Tuesday, March 17, 2009

Confessions of a Berlitz-Tape Chicana by Demetria Martinez

The following is ripped straight from my notes from lectures at UCLA from Prof. Limon, as well as some of my own observations about Confessions of a Berlitz-Tape Chicana by Demetria Martinez. I hope these notes are helpful in suggesting things to look for as you read the text.

Martinez’ essay collection is a great example of what it means to live in a rapidly shifting society; in the new millennium, ideas of health, wealth, science and religion change as quickly as the skies over New England. Further, Martinez layers the issues of being female over these other complex topics, as well as the questions of living on the Frontera

It’s a series of funny personal essays. Well, not all of them are funny but the memorable ones are. She talks about human rights issues in the US: meal vouchers to give the homeless in lieu of spare change, universal health care, the debate over the use of the Spanish language in schools, the divide between those who are “more Mexican than you” and the standard issue Chicana.

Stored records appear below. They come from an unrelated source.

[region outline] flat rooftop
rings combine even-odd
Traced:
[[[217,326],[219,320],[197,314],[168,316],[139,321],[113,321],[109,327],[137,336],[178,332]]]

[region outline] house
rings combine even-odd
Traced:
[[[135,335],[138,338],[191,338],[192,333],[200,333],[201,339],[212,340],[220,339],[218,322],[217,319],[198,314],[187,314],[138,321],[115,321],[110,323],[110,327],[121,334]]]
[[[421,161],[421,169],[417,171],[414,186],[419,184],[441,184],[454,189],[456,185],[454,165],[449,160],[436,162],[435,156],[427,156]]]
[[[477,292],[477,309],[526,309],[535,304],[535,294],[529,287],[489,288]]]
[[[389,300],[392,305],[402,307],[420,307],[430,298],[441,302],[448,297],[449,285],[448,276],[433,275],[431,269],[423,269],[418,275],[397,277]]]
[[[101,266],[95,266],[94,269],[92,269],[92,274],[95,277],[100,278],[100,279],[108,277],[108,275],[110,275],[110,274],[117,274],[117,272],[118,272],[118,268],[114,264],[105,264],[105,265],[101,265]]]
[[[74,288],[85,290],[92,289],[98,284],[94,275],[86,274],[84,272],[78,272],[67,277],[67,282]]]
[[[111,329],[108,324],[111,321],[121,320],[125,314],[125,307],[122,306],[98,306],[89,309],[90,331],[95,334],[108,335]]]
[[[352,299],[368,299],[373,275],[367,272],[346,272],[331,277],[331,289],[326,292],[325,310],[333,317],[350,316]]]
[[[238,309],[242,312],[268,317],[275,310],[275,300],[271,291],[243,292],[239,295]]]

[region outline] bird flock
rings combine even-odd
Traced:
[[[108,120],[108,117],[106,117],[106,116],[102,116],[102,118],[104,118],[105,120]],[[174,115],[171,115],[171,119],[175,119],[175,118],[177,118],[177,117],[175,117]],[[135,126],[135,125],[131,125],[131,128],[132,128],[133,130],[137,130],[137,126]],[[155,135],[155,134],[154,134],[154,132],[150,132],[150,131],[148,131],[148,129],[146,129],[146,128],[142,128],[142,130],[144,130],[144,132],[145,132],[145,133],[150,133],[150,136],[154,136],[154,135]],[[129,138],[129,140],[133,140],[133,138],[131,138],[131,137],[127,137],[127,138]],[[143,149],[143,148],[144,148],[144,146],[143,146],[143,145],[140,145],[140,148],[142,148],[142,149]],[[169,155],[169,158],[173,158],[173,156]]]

She debates the choice of title in an essay called “By Any Other Name,” deciding in turn to be Latina “to promote pan-American unity”, Mexican because she likes that it “makes people flinch” also Mexican American caz everybody else is one, and Hispanic is fine in general for those who “couldn't’t care less about the debate over naming but who know they’d better get out and vote because right now they are screwed: low wages, substandard education, no health insurance, over-represented in prisons and military uniforms.”